The shape is a clean inverted U:
- Rising branch (k = 2 → 13): AUC rises monotonically from 0.730 to 0.924. Tighter cutoffs progressively concentrate the cobidder signal.
- Peak: k = 13 (AUC = 0.924). This is one tender below the IQR
threshold statistic (
\valThresholdStat= 13.5, rounded to 14). - Plateau (k = 10–14): AUC = 0.902–0.924 across five consecutive cutoffs. The FL14 choice sits on the high plateau, not at a fragile peak.
- Falling branch (k = 15 → 100): AUC falls from 0.884 toward 0.57 as the cutoff tightens past the point where cobidders themselves get excluded (N cobidders above cutoff drops from 193 at k=13 to 144 at k=20 to <50 at k=100).
Interpretation¶
The sweep accomplishes three things:
-
Plateau confirms the paper's choice is not arbitrary. The median + 1.5 × IQR rule lands at k = 14 (statistic = 13.5), which is one bucket off the empirical AUC peak of k = 13 (0.924). The FL14 cutoff is auditable (median + 1.5 × IQR is a textbook quantile rule) and sits at the top of a wide plateau.
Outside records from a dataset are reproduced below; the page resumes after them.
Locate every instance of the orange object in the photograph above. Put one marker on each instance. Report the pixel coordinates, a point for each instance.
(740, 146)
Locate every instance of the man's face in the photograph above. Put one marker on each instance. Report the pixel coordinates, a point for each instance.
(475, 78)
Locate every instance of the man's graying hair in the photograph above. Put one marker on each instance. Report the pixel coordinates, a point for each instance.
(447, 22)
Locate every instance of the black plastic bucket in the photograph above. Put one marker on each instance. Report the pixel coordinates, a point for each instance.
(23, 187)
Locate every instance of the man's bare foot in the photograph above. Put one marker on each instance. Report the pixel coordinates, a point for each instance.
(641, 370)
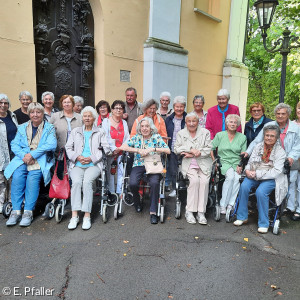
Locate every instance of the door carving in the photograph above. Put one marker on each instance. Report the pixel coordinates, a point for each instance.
(64, 40)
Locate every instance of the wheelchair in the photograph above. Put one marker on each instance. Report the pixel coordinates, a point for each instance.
(106, 197)
(126, 196)
(144, 189)
(275, 211)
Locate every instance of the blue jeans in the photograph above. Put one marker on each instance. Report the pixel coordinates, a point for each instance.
(264, 188)
(26, 184)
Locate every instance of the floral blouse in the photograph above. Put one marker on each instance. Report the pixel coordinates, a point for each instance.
(155, 141)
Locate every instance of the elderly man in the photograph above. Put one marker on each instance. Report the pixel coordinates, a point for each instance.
(165, 99)
(132, 107)
(25, 99)
(216, 115)
(289, 139)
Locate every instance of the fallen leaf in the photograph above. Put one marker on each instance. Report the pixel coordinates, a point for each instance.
(279, 293)
(274, 287)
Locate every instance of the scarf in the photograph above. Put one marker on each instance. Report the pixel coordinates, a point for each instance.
(223, 115)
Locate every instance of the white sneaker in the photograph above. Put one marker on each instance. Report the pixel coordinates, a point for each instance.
(239, 222)
(262, 229)
(189, 216)
(201, 218)
(73, 223)
(223, 210)
(172, 194)
(86, 224)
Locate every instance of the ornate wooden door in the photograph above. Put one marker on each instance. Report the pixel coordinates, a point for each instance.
(64, 39)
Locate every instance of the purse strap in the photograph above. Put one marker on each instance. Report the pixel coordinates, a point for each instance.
(65, 162)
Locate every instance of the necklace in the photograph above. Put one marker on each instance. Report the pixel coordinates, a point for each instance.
(115, 120)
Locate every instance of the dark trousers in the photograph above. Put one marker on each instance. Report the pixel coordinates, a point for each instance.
(153, 180)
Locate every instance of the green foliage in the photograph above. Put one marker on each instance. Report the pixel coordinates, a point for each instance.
(264, 67)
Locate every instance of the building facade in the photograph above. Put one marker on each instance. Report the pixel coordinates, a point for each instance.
(186, 47)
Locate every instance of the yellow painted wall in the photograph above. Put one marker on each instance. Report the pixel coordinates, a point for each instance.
(17, 54)
(121, 28)
(120, 34)
(206, 41)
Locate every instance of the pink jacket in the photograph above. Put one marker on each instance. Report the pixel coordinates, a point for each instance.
(214, 119)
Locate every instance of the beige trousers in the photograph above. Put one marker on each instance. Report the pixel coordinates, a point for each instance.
(197, 192)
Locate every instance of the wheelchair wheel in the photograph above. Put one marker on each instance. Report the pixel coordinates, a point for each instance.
(162, 212)
(7, 208)
(104, 213)
(58, 213)
(178, 210)
(112, 199)
(276, 227)
(229, 216)
(217, 213)
(128, 199)
(49, 210)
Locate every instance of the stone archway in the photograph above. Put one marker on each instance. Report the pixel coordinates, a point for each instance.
(64, 44)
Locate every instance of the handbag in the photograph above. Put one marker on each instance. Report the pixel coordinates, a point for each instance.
(153, 164)
(60, 189)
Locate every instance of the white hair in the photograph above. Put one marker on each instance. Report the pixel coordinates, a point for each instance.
(78, 99)
(46, 94)
(179, 100)
(91, 110)
(223, 92)
(165, 94)
(4, 96)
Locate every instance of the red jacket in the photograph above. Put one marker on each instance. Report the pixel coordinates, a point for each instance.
(214, 119)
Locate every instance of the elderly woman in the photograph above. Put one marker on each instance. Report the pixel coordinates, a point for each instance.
(48, 101)
(149, 108)
(174, 123)
(295, 180)
(230, 144)
(66, 120)
(216, 115)
(193, 142)
(198, 103)
(256, 122)
(145, 143)
(33, 146)
(103, 110)
(85, 165)
(117, 133)
(8, 130)
(264, 171)
(289, 139)
(79, 102)
(165, 99)
(22, 115)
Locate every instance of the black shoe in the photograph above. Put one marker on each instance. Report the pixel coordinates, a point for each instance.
(138, 207)
(153, 219)
(295, 217)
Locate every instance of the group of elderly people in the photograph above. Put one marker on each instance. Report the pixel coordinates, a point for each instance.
(31, 135)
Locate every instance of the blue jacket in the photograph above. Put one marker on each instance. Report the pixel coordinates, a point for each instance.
(249, 131)
(170, 126)
(20, 147)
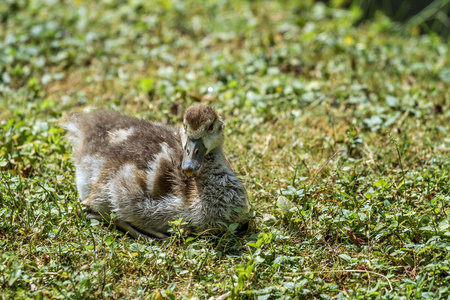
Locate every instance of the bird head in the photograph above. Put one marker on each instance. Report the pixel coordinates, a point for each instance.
(202, 131)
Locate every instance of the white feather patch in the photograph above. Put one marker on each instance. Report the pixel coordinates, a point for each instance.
(165, 153)
(119, 135)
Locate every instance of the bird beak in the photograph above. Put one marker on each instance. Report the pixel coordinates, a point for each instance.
(193, 156)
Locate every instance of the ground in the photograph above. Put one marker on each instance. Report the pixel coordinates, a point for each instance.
(339, 132)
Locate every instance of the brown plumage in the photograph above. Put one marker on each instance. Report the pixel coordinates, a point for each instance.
(148, 174)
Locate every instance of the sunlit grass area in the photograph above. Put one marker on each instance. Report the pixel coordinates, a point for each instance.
(339, 133)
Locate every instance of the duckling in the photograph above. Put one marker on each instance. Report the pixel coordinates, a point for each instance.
(142, 175)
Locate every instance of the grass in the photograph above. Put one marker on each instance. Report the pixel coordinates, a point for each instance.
(339, 133)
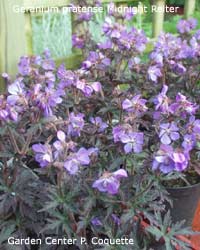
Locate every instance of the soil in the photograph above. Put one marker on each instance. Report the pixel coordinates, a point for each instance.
(191, 178)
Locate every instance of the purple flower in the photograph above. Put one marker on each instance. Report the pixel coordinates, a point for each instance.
(110, 29)
(193, 125)
(76, 124)
(60, 143)
(133, 142)
(77, 41)
(169, 132)
(154, 73)
(183, 106)
(163, 159)
(3, 109)
(117, 132)
(105, 45)
(180, 160)
(97, 121)
(189, 142)
(136, 104)
(110, 182)
(167, 160)
(185, 26)
(17, 93)
(116, 219)
(162, 101)
(43, 154)
(76, 160)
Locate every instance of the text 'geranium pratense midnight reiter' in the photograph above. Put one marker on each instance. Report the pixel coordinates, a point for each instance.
(90, 148)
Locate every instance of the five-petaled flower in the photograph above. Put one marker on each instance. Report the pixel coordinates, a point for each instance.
(110, 182)
(133, 142)
(168, 132)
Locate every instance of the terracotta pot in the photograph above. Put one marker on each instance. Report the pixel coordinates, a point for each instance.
(185, 201)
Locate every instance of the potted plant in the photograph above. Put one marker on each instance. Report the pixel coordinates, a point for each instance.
(85, 152)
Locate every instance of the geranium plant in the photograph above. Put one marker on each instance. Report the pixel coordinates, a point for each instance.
(88, 152)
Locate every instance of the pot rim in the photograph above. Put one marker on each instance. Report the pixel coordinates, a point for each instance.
(184, 188)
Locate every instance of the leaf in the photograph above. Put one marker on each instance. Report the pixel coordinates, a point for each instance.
(6, 232)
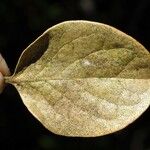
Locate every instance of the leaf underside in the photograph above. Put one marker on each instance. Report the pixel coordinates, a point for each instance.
(82, 78)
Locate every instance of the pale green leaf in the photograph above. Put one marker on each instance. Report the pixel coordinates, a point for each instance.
(83, 78)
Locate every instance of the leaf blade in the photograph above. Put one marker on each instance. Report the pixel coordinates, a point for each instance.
(90, 80)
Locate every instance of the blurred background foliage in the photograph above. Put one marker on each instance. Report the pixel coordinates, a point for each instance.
(21, 22)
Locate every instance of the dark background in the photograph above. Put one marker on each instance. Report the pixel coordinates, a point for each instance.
(21, 22)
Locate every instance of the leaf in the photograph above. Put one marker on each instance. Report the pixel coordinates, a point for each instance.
(82, 78)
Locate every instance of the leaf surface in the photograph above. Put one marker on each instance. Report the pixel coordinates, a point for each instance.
(82, 78)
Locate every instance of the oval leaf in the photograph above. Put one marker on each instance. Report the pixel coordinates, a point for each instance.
(83, 78)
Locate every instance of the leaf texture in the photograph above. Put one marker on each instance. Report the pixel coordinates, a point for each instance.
(82, 78)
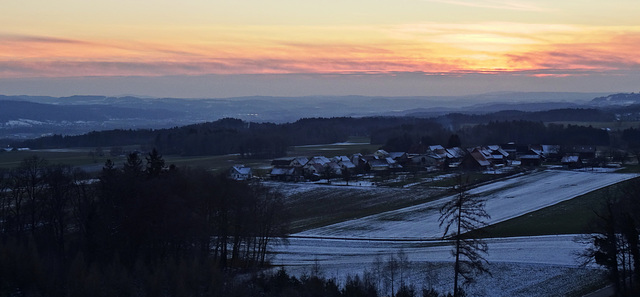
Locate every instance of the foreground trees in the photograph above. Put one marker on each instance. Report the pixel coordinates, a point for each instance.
(615, 241)
(460, 216)
(139, 227)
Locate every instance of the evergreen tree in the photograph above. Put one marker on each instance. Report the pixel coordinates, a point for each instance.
(460, 216)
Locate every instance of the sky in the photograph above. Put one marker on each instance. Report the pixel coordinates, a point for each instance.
(213, 48)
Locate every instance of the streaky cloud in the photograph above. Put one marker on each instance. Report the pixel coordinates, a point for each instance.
(493, 4)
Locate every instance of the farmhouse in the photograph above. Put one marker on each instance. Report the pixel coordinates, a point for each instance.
(571, 161)
(239, 172)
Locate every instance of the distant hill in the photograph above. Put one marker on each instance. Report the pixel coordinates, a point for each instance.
(17, 110)
(25, 116)
(617, 99)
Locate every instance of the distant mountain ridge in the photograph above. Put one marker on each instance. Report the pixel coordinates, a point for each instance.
(617, 99)
(32, 116)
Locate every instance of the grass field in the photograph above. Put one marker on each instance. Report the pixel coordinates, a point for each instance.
(569, 217)
(81, 157)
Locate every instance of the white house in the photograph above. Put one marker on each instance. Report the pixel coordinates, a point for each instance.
(239, 172)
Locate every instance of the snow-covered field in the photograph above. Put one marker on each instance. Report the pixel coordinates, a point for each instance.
(506, 199)
(523, 266)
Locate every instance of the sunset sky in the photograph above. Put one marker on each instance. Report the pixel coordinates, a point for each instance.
(200, 48)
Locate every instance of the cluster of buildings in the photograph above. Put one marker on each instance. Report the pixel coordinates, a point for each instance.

A reviewer asking "why this specific cutoff?" is answered: any cutoff in the FL10– FL15 range gives AUC > 0.90.
-
Falling branch shows the construct has the right shape. If the FL signal were spurious, tighter cutoffs would not produce monotonically smaller AUC after the peak. The clean inverted-U is what one would expect under the loser-side cover-bidding interpretation: too-loose cutoffs include many non-cobidder always-losers (false positives); too-tight cutoffs exclude the cobidders themselves (false negatives at the construct level — the N cobidders above cutoff column shows this directly).
-
The paper's FL14 (≥ 14) IS the peak of the sweep. Because the sweep indexes cutoffs as
> k, the paper's ≥ 14 rule is the> 13row: AUC 0.924, 2,735 firms, 193 cobidders — matching the headline AUC in AN-004. The> 14(FL15) row sits one bucket tighter at 0.911. There is no auditability trade-off against a higher peak; the IQR-defined FL14 sits at the top of a broad high plateau.
This is the robustness check that converts H1 from "single-cutoff result" to "robust across a wide cutoff band". See H:cobidder-concentration.
Follow-ups¶
- Same sweep on temporal-holdout sample (the inverted U should retain shape but with depressed levels — interaction with AN-013).
- Sweep on the strict-train pool of AN-006.
- Add macros
\valAUCSweepK10,\valAUCSweepK13,\valAUCSweepK14,\valAUCSweepK20to thescripts/99_make_paper_values.Rpipeline so that the sweep numbers enter values.tex on the next refresh.